Главная язва Бразилии, писал Завалишин, «невольничество» напоминало о себе постоянно не одним отвлеченным знанием существования его, а наглядным образом, в самом отвратительном виде. Не говорим уже о невольничьем рынке, посещение которого произвело на нас самое тяжелое впечатление при виде осмотра людей как скотов и клеймения их раскаленным железом, «тавром» покупателя. Это впечатление так живо выразилось на наших лицах, что возбудило злобные взгляды и продавцов и покупателей на нас, непрошеных свидетелей. На самой дворцовой площади, которую нам необходимо было переходить, сойдя с пристани, куда бы мы ни шли, мы ежеминутно видели обнаженных до пояса, клейменых негров и негритянок, приходивших за водой из находящегося на площади фонтана. Еще тяжело было видеть целые ряды скованных арестантов, приходивших за тем же; у многих заметили мы еще ту особенность, что на них были жестяные маски…»
Ремонты взяли на «Крейсере» ровно месяц. Тем временем корабль принял «свежие жизненные потребности». И тогда же, в Рио-де-Жанейро, Лазарев решил не огибать мыс Горн, а следовать в Тихий океан через Индийский, мимо берегов Австралии. Этот вариант избрал командир, потому что у мыса Горн уже бушевали февральские штормы.
О переходе из Рио-де-Жанейро к острову Тасмания сохранился рапорт командира фрегата. Лапидарность документа изумляет. Краткость – сестра таланта? В таком случае у Лазарева была редкостная «сестрица». Изъясняйся кратко, ибо жизнь коротка? В таком случае Лазарев полагал, что жизнь коротка как рында-булинь, тросик судового колокола. Донесение Михаила Петровича в Адмиралтейств-коллегию – на двух листах. А плавание Индийским океаном длилось чуть ли не три месяца. И какое плавание!
Голубизна и лазурь чистых вод Индийского океана, противореча психологическим ассоциациям, способна на черную ярость. В Индийском океане Нахимов, как никогда прежде, полной мерой, полной «выкладкой» познал грубую, холодную заскорузлую работу моряка, круто присоленную, рвущую жилы. Ничего не было, кроме штормовых вахт, неразогретой пищи, непросыхающей одежи. В каюту просачивалась едкая, предательская вода. Лишь одно сухонькое местечко осталось – кожаный диван в кают-компании; на нем мог прикорнуть тот, кто вступал на ночное дежурство.

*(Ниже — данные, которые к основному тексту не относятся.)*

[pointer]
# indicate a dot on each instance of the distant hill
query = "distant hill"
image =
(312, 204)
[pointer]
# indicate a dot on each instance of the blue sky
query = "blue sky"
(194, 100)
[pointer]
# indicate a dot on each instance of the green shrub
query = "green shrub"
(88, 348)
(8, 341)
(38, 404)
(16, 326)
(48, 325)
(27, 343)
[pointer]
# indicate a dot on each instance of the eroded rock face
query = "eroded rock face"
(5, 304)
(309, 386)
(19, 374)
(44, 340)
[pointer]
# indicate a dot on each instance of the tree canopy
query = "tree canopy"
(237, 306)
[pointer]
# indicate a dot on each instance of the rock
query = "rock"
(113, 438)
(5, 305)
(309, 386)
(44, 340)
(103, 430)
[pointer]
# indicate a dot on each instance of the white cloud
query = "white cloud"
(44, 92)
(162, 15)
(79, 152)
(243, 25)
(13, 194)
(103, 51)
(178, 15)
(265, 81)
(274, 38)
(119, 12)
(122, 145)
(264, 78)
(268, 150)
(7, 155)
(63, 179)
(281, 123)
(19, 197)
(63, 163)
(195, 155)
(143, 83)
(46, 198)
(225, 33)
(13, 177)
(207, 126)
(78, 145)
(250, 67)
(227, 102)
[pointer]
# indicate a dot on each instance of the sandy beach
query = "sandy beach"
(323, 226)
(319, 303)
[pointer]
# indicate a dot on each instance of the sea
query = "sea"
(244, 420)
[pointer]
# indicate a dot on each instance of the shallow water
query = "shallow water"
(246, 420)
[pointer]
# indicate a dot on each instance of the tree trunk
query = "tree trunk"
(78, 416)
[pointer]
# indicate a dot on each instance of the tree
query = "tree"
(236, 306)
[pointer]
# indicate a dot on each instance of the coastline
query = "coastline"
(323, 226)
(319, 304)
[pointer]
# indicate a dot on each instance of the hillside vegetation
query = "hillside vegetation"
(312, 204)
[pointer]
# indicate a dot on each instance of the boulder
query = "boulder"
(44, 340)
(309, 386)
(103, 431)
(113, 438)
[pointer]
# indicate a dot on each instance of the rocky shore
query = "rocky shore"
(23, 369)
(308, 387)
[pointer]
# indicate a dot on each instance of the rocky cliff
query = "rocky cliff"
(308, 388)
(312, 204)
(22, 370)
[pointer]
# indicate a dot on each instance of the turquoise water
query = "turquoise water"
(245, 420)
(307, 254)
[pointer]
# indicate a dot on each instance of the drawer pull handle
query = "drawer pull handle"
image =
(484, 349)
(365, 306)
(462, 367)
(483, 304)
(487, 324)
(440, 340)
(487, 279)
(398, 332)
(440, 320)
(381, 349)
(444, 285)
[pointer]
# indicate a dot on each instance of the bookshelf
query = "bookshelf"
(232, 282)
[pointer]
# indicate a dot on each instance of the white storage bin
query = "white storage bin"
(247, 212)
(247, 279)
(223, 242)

Были буря, дождь, град, снег. Бесконечная череда дней и ночей. Слитных, почти неразличимых, навалившихся оглушительной, лохматой глыбой. И в этой череде выдался час особенно страшный, грянул, как последняя труба. Кто-то крикнул отчаянно: рушится топ. Рушилась верхушка грот-мачты. Надо было укрепить ее чего бы это ни стоило. Крепить тотчас, сию ж секунду. Без рупора, без командира, не дожидаясь приказа – все офицеры бросились к ревущему небу, во мглу и вихрь, на помощь матросам. И Нахимов тоже. То был ослепительный миг. Не карабкались – взлетали, срывая кожу ладоней, не чувствуя, как из-под ногтей брызжет кровь…
А в последние семнадцать суток, что оставались до берега, и вовсе не было ни проблеска, ни минутной затишки. И не было подвахтенных, отдыхающих: всю команду то и дело требовали наверх, на палубу – в клекот, гром, пену, шипенье, в эту дикую одурь Индийского океана.
И наконец, завершающее испытание: приход в порт.
Радости встречи с землею, с твердью, радости, ведомой лишь мореплавателям (а в наши времена – и воздухоплавателям), всегда предшествует острое напряжение: ошибочность навигационных расчетов может оказаться роковой.